Tuesday, January 25, 2022

God Infinity Guitars, Beethoven, Art Life

A long and tiring day, yet the time has flown. I wanted to work on the guitars for God Infinity, and it's taken a lot of time. My fingers now hurt too much to play. Sometimes the timing varies ever-so-slightly in the song, making it difficult to accurately play and time things, especially for otherwise identical parts.

The original mix had simple digital guitars with their own timbre and sound range, the new ones need new balancing, and more guitar layers. I'm learning more about guitar production. Queen are a good band to study, as much of their early material involved almost exclusively guitars and vocals, so needed inventiveness in layering. Breaking down the layers in Def Leppard from the Hysteria era is more difficult, so very complex and multi-tracked.
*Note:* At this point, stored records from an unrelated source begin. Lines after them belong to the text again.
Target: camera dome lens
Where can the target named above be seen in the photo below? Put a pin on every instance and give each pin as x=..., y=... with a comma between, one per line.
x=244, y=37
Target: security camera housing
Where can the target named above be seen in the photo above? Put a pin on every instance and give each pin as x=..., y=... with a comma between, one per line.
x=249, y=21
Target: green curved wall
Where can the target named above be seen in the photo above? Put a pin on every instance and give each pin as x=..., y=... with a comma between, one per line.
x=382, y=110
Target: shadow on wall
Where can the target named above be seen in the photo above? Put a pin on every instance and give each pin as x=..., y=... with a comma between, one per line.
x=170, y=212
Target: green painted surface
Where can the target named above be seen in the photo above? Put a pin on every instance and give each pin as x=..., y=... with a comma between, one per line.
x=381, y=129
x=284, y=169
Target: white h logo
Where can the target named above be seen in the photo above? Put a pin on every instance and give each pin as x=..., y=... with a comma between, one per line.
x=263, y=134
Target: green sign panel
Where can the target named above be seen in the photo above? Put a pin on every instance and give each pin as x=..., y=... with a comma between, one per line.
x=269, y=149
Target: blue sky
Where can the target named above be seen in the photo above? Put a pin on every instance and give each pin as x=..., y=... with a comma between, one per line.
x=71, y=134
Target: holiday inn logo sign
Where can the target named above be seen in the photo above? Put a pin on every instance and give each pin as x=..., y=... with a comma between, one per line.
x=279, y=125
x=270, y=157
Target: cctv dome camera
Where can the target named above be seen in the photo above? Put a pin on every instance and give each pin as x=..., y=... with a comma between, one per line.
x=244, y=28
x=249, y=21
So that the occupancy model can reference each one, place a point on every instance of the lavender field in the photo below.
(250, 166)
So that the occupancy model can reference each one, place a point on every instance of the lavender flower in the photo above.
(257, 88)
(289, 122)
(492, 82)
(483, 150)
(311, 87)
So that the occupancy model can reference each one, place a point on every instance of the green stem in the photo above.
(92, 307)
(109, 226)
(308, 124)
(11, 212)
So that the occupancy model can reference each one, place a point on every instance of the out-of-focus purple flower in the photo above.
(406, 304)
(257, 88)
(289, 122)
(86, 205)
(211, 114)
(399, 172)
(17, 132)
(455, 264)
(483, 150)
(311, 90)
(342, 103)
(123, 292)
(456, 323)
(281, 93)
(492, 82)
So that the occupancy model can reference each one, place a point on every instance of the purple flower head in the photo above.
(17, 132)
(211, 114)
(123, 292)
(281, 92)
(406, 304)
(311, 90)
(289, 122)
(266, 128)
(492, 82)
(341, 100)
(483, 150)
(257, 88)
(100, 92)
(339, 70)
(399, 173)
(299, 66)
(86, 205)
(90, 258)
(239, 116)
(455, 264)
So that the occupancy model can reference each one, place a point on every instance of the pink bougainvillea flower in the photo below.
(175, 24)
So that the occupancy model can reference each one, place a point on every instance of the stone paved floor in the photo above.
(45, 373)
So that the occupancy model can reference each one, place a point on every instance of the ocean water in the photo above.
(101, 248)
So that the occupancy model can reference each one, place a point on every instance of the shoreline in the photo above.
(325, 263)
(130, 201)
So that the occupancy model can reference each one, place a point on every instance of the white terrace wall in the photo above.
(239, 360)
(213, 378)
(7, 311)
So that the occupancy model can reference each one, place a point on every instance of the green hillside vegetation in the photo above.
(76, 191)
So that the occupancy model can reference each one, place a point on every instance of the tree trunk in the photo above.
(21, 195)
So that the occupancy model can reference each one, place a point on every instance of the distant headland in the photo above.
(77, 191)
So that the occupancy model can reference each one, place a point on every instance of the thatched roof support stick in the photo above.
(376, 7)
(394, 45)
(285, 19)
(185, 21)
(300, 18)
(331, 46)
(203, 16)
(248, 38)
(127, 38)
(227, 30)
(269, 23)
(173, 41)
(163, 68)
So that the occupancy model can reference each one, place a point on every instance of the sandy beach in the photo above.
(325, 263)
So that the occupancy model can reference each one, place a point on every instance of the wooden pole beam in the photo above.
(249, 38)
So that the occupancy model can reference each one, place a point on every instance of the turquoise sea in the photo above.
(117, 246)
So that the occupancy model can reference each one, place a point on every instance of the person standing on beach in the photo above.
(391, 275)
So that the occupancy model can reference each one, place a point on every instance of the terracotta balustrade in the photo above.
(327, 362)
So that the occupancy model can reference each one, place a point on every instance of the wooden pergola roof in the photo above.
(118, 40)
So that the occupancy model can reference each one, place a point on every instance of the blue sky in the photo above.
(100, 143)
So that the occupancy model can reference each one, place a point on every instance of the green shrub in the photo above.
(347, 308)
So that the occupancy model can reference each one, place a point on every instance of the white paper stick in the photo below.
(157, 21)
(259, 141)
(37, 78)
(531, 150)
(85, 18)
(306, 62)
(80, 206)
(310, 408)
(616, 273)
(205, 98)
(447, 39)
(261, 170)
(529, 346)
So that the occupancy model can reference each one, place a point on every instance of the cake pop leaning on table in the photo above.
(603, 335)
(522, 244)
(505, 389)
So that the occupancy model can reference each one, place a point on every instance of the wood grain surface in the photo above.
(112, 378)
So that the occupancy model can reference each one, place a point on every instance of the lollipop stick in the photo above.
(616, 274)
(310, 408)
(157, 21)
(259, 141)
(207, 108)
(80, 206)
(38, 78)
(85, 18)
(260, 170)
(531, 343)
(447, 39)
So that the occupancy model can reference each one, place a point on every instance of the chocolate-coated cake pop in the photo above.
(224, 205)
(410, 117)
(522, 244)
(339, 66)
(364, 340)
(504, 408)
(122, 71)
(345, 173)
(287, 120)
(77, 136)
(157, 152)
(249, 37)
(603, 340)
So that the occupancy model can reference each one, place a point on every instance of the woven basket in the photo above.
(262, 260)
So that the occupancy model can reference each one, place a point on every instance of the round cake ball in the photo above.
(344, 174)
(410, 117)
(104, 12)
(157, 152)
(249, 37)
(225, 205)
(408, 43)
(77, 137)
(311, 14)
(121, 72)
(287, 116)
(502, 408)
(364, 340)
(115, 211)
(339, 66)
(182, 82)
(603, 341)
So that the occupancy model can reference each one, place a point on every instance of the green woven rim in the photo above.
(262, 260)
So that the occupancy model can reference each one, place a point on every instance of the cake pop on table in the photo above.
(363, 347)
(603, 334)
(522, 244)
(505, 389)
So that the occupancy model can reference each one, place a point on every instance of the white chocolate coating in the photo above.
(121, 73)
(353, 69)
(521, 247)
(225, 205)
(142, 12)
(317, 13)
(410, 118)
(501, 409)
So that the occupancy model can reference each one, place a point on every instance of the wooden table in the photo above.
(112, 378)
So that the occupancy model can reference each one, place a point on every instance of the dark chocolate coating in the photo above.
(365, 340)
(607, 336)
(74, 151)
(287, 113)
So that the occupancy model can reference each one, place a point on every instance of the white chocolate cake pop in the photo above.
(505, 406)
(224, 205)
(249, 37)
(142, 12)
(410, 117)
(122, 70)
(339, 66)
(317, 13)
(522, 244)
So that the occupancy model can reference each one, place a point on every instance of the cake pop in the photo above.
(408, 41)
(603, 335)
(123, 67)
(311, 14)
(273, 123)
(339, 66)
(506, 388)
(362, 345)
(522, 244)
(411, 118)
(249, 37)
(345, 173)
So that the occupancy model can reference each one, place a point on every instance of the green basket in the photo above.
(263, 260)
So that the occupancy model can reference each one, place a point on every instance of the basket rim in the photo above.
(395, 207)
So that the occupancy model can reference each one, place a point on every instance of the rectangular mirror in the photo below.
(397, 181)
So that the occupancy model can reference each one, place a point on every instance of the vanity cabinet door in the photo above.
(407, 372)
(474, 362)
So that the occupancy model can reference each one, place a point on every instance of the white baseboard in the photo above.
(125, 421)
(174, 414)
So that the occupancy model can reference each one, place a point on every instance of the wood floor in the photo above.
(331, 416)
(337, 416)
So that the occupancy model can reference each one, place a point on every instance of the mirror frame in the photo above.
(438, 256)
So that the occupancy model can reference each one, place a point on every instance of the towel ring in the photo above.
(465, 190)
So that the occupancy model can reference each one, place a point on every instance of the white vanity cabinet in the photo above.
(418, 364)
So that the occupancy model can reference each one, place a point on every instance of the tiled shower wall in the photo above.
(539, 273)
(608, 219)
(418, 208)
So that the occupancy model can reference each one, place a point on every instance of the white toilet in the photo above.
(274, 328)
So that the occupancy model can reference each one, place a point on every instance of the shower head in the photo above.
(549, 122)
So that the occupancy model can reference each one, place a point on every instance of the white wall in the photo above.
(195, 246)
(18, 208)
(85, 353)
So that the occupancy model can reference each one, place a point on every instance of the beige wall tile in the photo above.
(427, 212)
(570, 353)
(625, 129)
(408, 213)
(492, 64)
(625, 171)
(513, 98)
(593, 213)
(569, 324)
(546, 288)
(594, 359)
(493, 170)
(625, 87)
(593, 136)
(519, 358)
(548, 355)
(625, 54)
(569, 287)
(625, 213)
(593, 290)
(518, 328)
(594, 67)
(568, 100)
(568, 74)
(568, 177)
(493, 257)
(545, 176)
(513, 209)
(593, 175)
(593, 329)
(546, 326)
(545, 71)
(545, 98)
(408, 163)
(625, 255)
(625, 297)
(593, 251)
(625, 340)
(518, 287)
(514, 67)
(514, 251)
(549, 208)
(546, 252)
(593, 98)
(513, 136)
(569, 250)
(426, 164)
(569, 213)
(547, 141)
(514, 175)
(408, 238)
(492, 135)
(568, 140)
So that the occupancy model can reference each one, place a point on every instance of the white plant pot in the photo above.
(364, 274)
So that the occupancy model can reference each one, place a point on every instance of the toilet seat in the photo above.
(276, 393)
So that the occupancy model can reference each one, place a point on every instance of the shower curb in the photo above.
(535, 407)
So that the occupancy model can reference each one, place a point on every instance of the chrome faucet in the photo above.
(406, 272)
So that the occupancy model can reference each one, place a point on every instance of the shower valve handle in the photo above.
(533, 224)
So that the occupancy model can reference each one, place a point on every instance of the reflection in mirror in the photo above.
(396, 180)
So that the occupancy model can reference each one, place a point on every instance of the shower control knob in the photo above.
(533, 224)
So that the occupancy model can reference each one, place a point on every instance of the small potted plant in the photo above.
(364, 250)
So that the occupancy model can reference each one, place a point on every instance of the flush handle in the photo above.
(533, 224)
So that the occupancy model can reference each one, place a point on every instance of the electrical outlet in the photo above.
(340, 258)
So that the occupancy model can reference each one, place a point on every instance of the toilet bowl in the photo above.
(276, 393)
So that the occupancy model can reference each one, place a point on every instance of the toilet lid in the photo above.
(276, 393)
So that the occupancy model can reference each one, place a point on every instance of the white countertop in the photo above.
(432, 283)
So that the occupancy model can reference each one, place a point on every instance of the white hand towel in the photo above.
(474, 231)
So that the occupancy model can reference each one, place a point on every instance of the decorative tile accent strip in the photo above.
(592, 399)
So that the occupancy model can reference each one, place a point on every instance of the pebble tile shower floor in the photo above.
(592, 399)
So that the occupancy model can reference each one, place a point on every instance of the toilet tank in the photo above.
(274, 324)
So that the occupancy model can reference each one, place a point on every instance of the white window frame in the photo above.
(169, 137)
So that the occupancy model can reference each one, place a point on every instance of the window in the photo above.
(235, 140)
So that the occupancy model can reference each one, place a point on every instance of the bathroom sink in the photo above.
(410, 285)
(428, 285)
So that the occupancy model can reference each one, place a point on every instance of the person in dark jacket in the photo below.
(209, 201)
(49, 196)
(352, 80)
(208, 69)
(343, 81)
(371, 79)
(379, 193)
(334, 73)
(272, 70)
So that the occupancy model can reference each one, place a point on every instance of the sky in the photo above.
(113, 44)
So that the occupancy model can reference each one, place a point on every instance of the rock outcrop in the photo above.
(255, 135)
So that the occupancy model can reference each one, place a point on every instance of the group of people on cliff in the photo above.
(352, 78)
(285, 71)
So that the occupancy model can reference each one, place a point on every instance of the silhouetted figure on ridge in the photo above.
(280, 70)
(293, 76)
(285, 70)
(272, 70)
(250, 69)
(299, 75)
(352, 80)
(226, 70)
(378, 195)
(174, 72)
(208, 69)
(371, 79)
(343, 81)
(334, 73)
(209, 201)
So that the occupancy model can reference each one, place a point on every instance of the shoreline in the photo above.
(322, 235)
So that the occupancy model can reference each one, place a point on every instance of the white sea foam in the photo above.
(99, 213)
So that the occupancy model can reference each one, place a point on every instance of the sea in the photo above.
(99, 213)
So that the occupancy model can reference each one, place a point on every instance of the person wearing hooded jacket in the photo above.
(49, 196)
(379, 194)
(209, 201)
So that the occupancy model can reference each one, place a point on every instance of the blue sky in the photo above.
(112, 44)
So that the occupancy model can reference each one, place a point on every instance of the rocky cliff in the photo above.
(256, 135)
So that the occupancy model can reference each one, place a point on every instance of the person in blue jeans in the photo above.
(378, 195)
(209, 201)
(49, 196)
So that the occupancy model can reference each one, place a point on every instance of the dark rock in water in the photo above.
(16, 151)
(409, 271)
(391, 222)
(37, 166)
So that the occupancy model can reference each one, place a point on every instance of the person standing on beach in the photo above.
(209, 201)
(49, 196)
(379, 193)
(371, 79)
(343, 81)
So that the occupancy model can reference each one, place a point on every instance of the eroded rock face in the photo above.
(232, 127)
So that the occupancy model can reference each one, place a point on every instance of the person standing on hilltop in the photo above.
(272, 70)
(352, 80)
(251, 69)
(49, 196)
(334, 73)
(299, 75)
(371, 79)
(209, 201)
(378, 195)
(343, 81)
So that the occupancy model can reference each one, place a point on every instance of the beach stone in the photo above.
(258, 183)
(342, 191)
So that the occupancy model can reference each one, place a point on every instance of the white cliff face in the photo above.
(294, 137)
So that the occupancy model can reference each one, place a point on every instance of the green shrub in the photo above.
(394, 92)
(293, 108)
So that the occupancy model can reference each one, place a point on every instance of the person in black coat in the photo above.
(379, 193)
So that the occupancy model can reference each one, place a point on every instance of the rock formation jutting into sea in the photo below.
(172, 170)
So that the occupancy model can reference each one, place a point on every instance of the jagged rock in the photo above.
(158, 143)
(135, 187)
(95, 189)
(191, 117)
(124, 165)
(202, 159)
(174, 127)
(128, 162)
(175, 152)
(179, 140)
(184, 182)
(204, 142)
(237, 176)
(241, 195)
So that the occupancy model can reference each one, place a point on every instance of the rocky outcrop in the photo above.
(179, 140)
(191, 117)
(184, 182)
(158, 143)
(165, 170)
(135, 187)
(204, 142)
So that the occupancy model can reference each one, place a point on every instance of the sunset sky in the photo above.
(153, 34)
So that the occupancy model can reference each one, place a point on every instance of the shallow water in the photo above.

It's fun to pick out the parts, a game I've enjoyed playing with music for all of my life. As with sung voices, the more you layer the more it tends to mute expression because expression is, in some ways, variation in pitch and timing beyond that which is 'perfect'.

I have a main guitar layer for the melody which tracks most of the song, plus some stroked distorted chords which stab away in time to certain parts. I experimented with improvising over this and added some high-pitched single musical parts at certain points.

Then, the bass. This, back in the days of merely 2018, used to be a single instrument, but now I work at this too, so spent an hour or two running with it.

Three more sound effect sets have been released too.

Beethoven, in my beloved book, has died again. On March 24th 2029 at 17:45 I will be his exact age when he died. The 200 year anniversary of this is March 26th 2027, I feel this needs commemorating. I noted that my artistic friends, Bergman, Dali, Beethoven, all had very different relationships with women, but, generally, appeared to be somewhat isolated misanthropes. If one is social, friendly, comfortable, there is no time for an artist to make art, that is, new creations from the soul rather than the 'craft' work of fulfilling commissions and orders. All of these people, and myself, work all day every day. I have never taken a holiday and never intend to. I fear and dislike the idea of comfort or contentment; what a pointless and animal goal. My job, my passion, duty to humanity, is to make art. I can't do anything else. Death is the only alternative.

I read through the job and art opportunities in the Chainlinks art newsletter and wondered if I would ever feel that I could appropriately apply for any. Am I a 'professional' artist? Art is my life and takes everything, is this a profession? I am perhaps a hobbyist who happens to do his hobby full time to the exclusion of all else, as I have for 40 years and my first intense focus on game programming. Perhaps this itself is a definition of an artist.